Ratts named associate dean for medical admissions​​​​​​

Valerie S. Ratts, MD, has been named the new associate dean for admissions at Washington University School of Medicine in St. Louis, effective Jan. 1.

She will replace W. Edwin Dodson, MD, who is retiring at the end of this year.

In her new role, Ratts will oversee all aspects of medical school admissions, working to attract, recruit and enroll the best medical students for the School of Medicine. Additionally, she will chair several committees, among them the financial aid committee, the scholarship committee and the admissions steering committee.

Ratts

In collaboration with the associate dean for student affairs, she also will provide administrative guidance for student support services. These offices include the registrar, student financial aid and student affairs.

Ratts is a professor in obstetrics and gynecology at the School of Medicine and a reproductive endocrinologist and infertility specialist at Barnes-Jewish Hospital. She will continue her clinical practice.

“I am delighted that Valerie is taking on this new role, and I know she will do an exceptional job,” said Alison Whelan, MD, senior associate dean for education. “She is a talented clinician, researcher and adviser. She also loves St. Louis and Washington University and has a gift for working with students. I know that the combination of her skills will help her continue our practice of recruiting the most talented students in the nation and building a diverse applicant pool.”

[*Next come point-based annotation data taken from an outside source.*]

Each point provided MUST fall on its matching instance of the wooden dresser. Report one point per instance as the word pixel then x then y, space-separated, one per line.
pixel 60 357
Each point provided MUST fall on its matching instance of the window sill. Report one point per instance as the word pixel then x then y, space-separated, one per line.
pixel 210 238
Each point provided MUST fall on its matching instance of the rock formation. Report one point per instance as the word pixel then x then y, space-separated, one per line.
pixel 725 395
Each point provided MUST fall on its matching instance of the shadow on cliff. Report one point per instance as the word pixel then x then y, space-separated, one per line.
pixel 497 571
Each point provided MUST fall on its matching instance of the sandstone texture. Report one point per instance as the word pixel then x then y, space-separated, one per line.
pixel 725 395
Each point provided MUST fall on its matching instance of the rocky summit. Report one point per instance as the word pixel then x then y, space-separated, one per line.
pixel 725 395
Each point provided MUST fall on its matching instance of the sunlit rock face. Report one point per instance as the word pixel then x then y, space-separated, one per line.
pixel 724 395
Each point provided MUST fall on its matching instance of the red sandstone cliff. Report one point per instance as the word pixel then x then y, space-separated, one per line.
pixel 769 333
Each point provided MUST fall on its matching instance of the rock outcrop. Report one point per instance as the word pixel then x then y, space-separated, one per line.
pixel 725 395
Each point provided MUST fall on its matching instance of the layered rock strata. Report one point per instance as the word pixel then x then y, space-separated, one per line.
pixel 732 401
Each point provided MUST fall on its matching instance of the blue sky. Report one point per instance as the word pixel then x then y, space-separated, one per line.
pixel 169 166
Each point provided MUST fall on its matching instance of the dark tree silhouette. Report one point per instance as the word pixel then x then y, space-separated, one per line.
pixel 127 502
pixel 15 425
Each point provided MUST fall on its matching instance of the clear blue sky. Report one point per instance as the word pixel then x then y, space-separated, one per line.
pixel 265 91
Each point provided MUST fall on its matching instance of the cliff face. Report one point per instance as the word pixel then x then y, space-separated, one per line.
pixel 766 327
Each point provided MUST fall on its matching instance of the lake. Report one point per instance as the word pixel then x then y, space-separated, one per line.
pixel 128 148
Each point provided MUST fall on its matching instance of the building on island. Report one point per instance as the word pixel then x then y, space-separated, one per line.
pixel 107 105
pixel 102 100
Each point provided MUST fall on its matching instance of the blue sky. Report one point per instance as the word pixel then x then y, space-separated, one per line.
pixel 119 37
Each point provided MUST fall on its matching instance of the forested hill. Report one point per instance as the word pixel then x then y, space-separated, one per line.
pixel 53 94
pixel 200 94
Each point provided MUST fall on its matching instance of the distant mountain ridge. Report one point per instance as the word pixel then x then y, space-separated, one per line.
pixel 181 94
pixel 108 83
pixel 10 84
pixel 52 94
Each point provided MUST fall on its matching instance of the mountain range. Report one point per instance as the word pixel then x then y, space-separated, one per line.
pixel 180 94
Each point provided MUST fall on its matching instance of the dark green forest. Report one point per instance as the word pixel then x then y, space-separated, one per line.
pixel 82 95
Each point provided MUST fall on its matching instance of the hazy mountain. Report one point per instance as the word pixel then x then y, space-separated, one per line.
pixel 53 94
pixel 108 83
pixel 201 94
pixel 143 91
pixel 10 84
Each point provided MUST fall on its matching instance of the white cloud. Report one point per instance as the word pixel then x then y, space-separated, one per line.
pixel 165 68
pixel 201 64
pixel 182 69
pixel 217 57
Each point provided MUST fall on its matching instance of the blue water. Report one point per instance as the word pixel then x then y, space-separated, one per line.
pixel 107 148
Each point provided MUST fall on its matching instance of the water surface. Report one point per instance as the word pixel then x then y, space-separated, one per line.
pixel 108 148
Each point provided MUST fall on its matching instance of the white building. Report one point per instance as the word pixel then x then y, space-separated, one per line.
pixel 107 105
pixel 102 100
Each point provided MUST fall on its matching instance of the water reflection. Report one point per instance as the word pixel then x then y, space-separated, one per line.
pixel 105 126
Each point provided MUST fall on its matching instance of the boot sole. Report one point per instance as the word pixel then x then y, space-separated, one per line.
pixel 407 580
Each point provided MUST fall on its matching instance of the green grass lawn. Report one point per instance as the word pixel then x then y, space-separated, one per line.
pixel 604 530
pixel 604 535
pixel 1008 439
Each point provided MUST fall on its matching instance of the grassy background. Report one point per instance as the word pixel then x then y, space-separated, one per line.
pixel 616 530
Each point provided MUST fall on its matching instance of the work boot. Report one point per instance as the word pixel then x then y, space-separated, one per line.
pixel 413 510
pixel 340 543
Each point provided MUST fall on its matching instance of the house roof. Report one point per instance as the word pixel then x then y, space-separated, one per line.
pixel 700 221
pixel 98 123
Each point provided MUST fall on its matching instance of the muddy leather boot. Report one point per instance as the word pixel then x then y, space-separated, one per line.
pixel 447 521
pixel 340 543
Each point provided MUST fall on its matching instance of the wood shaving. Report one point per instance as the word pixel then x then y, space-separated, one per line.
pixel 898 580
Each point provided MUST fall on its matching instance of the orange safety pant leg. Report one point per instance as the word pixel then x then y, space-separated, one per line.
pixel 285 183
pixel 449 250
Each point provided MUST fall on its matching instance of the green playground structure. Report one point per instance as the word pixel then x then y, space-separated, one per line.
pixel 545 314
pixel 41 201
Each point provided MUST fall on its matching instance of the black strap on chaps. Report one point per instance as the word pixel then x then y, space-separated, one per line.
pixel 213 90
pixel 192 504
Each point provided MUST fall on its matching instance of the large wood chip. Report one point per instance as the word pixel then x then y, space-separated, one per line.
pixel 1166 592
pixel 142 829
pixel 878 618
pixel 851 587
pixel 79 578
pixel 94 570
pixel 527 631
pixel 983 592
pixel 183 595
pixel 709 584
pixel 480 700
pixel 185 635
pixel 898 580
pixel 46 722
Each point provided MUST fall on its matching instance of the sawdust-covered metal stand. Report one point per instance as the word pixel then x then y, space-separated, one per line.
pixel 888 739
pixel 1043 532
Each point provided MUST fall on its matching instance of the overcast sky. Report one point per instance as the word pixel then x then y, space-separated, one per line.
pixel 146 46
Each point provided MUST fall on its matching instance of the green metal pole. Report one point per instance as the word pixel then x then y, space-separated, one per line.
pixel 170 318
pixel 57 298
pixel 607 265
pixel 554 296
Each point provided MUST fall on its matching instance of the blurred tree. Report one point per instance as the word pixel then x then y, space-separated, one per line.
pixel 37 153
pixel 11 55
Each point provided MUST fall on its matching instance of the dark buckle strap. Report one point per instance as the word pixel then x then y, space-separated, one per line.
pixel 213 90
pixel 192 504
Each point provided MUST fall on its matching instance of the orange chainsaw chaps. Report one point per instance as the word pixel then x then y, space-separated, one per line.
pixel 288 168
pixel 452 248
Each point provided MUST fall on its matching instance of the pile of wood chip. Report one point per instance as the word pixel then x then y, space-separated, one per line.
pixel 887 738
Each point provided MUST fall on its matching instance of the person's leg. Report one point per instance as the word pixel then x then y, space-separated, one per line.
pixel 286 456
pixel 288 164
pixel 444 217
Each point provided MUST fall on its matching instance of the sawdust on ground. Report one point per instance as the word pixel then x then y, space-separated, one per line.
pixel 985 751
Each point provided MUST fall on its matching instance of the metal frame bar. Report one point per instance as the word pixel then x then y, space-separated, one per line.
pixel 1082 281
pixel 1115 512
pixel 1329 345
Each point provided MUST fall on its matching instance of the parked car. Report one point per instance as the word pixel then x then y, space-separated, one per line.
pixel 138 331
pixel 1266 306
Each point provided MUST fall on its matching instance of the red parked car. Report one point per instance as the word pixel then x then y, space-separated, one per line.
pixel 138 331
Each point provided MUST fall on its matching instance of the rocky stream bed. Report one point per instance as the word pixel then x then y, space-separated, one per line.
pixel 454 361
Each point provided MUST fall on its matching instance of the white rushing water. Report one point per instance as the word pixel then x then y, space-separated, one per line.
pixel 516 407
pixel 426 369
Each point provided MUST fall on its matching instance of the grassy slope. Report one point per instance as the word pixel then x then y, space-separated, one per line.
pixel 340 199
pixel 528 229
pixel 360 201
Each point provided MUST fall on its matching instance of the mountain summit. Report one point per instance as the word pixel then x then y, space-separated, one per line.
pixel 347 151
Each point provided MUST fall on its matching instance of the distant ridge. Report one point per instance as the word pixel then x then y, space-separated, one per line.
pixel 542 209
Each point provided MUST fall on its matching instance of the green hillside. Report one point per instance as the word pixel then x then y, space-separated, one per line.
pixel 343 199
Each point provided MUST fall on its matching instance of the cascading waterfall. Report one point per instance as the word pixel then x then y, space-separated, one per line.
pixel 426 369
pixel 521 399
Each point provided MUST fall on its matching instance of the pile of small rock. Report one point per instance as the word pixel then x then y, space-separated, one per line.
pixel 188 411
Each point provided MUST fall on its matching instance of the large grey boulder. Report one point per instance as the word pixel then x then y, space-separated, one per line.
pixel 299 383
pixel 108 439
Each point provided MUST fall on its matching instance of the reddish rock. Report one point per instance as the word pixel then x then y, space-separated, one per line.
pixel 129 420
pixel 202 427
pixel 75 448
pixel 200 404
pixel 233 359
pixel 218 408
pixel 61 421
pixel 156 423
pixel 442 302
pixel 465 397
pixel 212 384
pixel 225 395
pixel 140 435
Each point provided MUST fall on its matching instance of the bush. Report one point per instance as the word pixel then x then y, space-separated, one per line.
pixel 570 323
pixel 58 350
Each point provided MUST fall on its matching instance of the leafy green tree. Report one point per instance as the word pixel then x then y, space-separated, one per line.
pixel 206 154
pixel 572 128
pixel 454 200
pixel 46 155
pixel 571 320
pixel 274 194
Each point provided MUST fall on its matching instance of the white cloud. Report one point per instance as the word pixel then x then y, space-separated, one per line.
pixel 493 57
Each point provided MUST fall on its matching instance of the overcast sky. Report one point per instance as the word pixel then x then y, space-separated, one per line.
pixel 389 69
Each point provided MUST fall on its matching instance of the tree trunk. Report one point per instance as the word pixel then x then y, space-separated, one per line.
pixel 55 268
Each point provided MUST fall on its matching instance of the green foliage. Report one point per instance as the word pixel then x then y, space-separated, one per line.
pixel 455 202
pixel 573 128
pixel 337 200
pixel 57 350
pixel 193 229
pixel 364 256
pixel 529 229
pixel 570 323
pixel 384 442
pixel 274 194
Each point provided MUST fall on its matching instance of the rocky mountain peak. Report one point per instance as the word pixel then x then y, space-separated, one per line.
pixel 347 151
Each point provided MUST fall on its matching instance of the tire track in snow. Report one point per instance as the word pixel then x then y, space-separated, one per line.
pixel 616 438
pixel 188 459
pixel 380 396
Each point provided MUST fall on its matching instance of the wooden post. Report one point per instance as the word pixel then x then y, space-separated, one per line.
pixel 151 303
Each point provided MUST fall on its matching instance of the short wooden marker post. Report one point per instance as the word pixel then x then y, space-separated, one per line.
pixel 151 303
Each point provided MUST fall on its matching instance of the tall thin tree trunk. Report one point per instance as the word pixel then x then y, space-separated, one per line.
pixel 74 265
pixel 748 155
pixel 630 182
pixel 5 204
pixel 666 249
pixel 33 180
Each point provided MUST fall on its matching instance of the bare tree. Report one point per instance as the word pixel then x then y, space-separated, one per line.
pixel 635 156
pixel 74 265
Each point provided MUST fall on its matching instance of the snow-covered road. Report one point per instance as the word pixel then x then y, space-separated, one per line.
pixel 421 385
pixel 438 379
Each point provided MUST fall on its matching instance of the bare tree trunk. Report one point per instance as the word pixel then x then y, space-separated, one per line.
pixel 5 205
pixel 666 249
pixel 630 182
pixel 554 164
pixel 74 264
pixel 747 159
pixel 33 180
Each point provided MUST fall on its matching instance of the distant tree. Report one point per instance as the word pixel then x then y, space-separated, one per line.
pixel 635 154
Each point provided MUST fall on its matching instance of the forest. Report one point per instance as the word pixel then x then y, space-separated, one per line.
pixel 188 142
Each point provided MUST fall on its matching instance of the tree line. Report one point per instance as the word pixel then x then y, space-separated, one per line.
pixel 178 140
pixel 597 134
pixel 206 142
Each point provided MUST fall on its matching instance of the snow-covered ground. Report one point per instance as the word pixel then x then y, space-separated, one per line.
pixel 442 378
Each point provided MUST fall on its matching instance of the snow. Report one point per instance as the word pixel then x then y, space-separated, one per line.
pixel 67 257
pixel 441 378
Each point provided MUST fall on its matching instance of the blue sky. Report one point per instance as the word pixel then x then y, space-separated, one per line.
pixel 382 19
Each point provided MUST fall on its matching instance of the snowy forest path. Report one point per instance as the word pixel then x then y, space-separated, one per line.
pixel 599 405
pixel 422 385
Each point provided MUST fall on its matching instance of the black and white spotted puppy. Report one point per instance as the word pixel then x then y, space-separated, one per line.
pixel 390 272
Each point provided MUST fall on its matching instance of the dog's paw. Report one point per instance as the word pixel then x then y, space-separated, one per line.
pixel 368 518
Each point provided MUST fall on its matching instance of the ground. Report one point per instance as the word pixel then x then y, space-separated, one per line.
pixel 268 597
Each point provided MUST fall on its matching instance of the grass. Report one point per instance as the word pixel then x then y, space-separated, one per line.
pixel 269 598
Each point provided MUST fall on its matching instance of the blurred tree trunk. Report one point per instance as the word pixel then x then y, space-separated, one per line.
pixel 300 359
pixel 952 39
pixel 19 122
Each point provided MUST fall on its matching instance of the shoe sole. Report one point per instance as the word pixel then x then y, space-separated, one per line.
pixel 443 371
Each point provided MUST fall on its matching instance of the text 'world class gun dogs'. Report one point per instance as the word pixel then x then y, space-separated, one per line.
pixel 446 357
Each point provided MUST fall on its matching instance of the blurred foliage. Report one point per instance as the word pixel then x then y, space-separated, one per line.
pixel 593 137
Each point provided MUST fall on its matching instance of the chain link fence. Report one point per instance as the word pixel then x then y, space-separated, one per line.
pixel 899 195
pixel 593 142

Ratts praised the medical school for its tradition of training elite students who have become leaders throughout the medical and scientific community. “Continuing to identify and to attract bright, motivated young men and women from diverse backgrounds is key to meeting the challenges of providing health care in the future,” Ratts said. “I am excited and honored to be a part of this process.”

As an active member of the university community, she has served on the admissions committee for the medical school since 2008, as a master for the Cori Academic Society and as a faculty/student group adviser for medical students. Ratts lectures in the first-year Cell and Organ Systems Biology course. She also has served on the ob/gyn department resident education committee and as an adviser to residents and fellows.

​A St. Louis native, Ratts earned a bachelor of science degree in chemistry from the University of Illinois, where she was named a Bronze Tablet honors recipient. She earned a medical degree and completed a residency in obstetrics and gynecology and a fellowship in reproductive endocrinology and infertility, all from the Johns Hopkins University School of Medicine. As a medical student, she was elected to Alpha Omega Alpha, the national medical honor society.

She was an assistant professor in the Department of Gynecology and Obstetrics at Johns Hopkins from July 1993 to July 1994 before joining the Washington University faculty in August 1994.

Ratts has been named a National Institutes of Health-sponsored Reproductive Scientist Development Program scholar. Her research interests include polycystic ovary syndrome (PCOS) and other fertility-related disorders. She studies how drugs used to treat insulin resistance might increase ovulation and improve fertility in these women. Ratts also studies methods of preserving reproductive function in young cancer survivors.